Recentemente, o PT, PL e outros partidos pediram ao presidente do TSE, Kassio Nunes Marques, para excluir as candidaturas à Presidência, ao Senado e aos governos estaduais do cálculo dos percentuais mínimos do fundo eleitoral que devem ser destinados a mulheres e pessoas negras. Essa solicitação, embora apresentada com argumentos técnicos, pode ter um impacto significativo na distribuição de recursos. Atualmente, a reserva de verba é calculada sobre o total recebido por cada partido. Como as campanhas majoritárias costumam ser mais caras e são majoritariamente dominadas por homens, quanto mais dinheiro os partidos destinam a essas disputas, menor fica a parte que sobra para as candidaturas femininas e negras.

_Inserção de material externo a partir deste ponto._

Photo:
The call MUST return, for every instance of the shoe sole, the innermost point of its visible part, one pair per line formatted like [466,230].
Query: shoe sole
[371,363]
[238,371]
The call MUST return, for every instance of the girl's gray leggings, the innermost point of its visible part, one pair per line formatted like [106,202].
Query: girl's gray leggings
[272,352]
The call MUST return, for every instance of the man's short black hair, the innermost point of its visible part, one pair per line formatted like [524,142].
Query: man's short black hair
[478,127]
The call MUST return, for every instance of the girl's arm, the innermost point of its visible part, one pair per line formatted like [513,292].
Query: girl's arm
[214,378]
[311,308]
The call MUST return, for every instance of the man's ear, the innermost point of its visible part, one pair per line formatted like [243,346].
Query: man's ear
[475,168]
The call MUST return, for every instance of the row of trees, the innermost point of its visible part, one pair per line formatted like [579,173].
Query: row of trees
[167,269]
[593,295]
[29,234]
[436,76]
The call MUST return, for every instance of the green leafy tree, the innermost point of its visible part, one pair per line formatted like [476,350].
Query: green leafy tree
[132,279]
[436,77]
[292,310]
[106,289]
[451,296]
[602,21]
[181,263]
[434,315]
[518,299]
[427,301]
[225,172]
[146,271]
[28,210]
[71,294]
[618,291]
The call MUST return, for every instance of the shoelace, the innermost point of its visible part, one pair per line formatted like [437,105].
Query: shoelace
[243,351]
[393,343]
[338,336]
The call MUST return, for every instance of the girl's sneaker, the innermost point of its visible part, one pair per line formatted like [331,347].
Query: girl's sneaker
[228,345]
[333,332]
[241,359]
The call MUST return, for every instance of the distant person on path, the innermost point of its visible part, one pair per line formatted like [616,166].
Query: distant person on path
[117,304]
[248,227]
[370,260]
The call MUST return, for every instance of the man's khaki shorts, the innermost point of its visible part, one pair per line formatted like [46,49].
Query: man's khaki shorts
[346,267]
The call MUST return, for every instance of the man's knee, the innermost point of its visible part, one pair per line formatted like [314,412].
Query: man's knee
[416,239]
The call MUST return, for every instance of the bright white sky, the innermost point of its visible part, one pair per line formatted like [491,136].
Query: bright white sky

Por exemplo, o PT deve receber R$ 615 milhões do fundo eleitoral, e, pela regra vigente, pelo menos R$ 184 milhões devem ser direcionados a candidaturas femininas. Se cerca de R$ 120 milhões forem alocados para uma chapa presidencial composta apenas por homens, o partido precisaria reservar mais de 30% dos recursos restantes para as mulheres. Essa situação se repete em outros partidos, onde as chapas para cargos majoritários são predominantemente masculinas. O que acontece aqui é que a regra atual força os partidos a compensar suas escolhas com reservas para as candidaturas de mulheres e negros, e o pedido ao TSE tenta se livrar desse ônus.
Vale lembrar que essa não é a primeira vez que os partidos tentam flexibilizar essas normas. Nos últimos anos, o Congresso já aprovou medidas que aliviaram as sanções para aqueles que descumpriram as regras de financiamento. A discussão ganha mais relevância no contexto atual, onde as legendas buscam ajustar as regras às suas escolhas prévias. Segundo especialistas, a presença de mulheres e negros em cargos políticos não garante que mais pessoas desses grupos se candidatem a outros postos nas eleições seguintes, uma vez que a falta de recursos pode desestimular potenciais candidatas.
O TSE ainda não se pronunciou sobre o pedido. Caso a proposta seja aceita, as escolhas que priorizam homens nos cargos mais relevantes poderão deixar de ser um problema a ser compensado, transformando-se em um argumento para reduzir a necessidade de compensação financeira. Para quem deseja acompanhar essas discussões, as sessões do TSE são transmitidas online, e documentos relacionados podem ser acessados no site oficial do tribunal.